Quante volte ho constatato la crudeltà dello sport?

E non parlo delle tragedie.

Dico di sogni spezzati.

Dal Destino. Che semplicemente non voleva, non era pronto, non era disposto ad esaudire.

Sono venuto a vedere la corsa di Nibali.

L’orrida bellezza di Copacabana. Un incanto sospeso.

E guardavo quell’ex ragazzo di Sicilia pedalare come mai forse in carriera sua.

Lo immaginavo sul podio Gradino più alto.

L’ho scoperto per terra.

Il buio al posto della luce.

Quante volte a scuola ci leggevano di Ettore e noi bambini sapevamo che avrebbe perso contro Achille e però facevamo il tifo per lui?

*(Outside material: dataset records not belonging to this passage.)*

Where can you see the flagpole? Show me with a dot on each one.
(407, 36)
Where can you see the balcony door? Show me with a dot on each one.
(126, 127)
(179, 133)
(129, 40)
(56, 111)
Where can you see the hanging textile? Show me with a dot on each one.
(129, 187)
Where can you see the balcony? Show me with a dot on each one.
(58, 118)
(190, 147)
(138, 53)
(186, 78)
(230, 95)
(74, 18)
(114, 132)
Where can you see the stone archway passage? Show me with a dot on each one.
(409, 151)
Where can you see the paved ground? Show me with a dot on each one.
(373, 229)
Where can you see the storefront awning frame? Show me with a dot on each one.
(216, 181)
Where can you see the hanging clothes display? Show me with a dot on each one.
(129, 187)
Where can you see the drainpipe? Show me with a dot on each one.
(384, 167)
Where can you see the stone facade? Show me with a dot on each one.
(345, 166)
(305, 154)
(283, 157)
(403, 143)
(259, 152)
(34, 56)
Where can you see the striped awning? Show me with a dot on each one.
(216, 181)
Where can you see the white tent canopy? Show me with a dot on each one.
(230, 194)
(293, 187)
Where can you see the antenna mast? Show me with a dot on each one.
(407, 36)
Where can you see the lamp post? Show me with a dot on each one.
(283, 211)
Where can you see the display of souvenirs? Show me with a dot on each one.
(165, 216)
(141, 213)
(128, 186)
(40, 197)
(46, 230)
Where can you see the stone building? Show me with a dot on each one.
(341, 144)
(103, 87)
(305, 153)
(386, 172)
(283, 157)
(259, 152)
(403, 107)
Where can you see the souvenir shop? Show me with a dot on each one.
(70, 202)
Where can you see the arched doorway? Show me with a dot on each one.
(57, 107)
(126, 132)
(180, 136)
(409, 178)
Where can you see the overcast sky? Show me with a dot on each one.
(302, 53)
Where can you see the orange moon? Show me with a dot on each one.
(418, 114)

Mi obiettano i puristi che il ciclismo è fatto anche di cadute.

Mi segnalano i pignoli che grazie a cadute altrui Nibali almeno in parte ha vinto un Giro e un Tour.

Tutto vero.

Ma una Olimpiade la vivi ogni quattro anni e per Vincenzo questa occasione non tornerà.

L’ho visto seduto sul ciglio della strada.

Non disperato.

Svuotato.

Spossessato, ingiustamente, di una emozione.

Mi è venuto il magone, forse per l’età.

Quante volte ancora dovrò arrendermi all’evidenza?

Lo sport, sempre al netto delle tragedie vere, sa essere crudele con i suoi eroi.